過ぎる十七の春 (角川文庫)
過ぎる十七の春 (角川文庫) / 感想・レビュー
ちょろこ
17歳、運命の春の一冊。従兄弟同士の直樹と隆が迎えた17歳の誕生日。それは紛れもない二人にとって運命の春だったというストーリー。春という季節をうっとりするほどの美しい色彩溢れる言葉で堪能し、抗えない運命と言える17歳を迎えることの意味を恐怖と共に堪能した。ホラー感は小野さんらしく、肌が粟立つような描写が絶品。そこに重なる母子の関係が不安感と謎をより高めていき、次第に紐解かれていく運命の原点はミステリ要素で満たされる。母の、子への深い愛、そして決して屈しない強さが春の陽だまりと眩しさに溶けあうような読後感。
2023/04/23
ミュポトワ@猫mode
夏なのでホラーを。ということで、積んであったのを忘れていた、小野不由美先生の本を読んでみた。怖い。これは怖い。ホラー好きの俺垂涎の一品。怖くてゾクゾクした♪ただ、ラストがなぁ…エピローグは好きなのよ。その前のラストがなぁ…まだ小野先生が若いころの作品だからってことかもしれないけど、緑の我が家のラストがすさまじく良かっただけに、ちょっとなぁって思ってしまった。化け物退治はもっとスパン!って終わってもらえると読んでいて爽快なんだけどなぁ。その部分はちょっと残念でした。

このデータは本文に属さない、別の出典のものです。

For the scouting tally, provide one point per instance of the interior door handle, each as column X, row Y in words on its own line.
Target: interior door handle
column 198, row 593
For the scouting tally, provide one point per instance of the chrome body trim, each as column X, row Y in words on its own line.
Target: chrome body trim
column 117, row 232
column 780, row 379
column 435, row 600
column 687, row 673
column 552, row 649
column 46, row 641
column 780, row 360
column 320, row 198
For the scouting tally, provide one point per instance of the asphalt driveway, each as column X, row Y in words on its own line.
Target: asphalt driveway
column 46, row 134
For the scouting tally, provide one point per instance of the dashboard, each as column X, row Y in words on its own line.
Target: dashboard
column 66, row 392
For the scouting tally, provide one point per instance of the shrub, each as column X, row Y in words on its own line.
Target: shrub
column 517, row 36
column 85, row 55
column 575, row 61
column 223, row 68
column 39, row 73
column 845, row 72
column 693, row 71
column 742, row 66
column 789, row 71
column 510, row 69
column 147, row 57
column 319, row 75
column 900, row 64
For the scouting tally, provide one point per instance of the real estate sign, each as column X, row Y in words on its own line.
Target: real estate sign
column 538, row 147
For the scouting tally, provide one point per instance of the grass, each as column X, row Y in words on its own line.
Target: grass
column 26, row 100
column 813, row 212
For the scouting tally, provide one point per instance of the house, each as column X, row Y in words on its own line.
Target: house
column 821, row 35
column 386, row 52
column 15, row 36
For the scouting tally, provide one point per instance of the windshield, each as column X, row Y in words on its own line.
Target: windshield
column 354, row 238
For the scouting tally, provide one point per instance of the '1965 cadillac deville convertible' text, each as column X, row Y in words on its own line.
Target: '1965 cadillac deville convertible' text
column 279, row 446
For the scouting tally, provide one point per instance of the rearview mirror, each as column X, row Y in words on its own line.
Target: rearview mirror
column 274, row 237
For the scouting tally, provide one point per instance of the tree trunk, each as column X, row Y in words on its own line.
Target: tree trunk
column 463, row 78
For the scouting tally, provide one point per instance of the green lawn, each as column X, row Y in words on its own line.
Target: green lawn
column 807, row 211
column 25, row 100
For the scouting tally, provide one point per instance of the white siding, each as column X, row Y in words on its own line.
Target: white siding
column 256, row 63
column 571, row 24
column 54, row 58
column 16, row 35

でも全体通して怖くて面白かったですよ!
2023/08/08
ままこ
情景描写が上手いなぁ。風情あふれる美しい花の里。そこに住む従兄弟の隆の家へ、毎年春と夏に遊びに行く直樹と典子兄妹。春爛漫の長閑な感じから、異様な気配が見え隠れし次第にその気配は色濃くなる。ある日を境に穏やかだった隆の性格が冷淡に豹変し、母親は憂い怯えたようになり…。もうすぐ17歳になる直樹と隆。この歳が何を意味するのか気になり一気読み。強い想いが呪詛を生み、それを跳ね除けるのも強い想いだった。猫の三代も大活躍。恐ろしく切ないが、温かみのある読後感。今の季節にぴったりのホラーミステリ。
2023/03/27
えみ
絶妙なタイトル。恐怖に支配され怨みに圧倒された青春ホラー&ミステリ。昨日まであった当たり前の日常、今日失くした風景、所詮は夢幻の桃源郷…呪われた未来に囚われた17歳の春。代々繰り返される悲劇の果てに立っている彼らはどんな地獄を覗くことになったのか。その女は誰だ?昏い運命がひたひたと近寄ってきていることも知らずに従弟同士の直樹と隆は17歳の誕生日を前に再会する。闇が震える程の恨み、人の心を破壊するには十分な憎悪。初刊行から30年以上経った今も全く色褪せない悲劇が描かれている。これが追い詰められた者の末路か。
2023/01/30
ひさか
1990年7月朝日ソノラマパンプキン文庫刊呪われた十七歳を加筆修正、改題し、2016年3月講談社X文庫ホワイトハート版の過ぎる十七の春刊行。さらに加筆修正し、2023年1月角川文庫化。前半の展開は冗長。後半はそれなりの展開があり、怖いけど驚きは少なかった。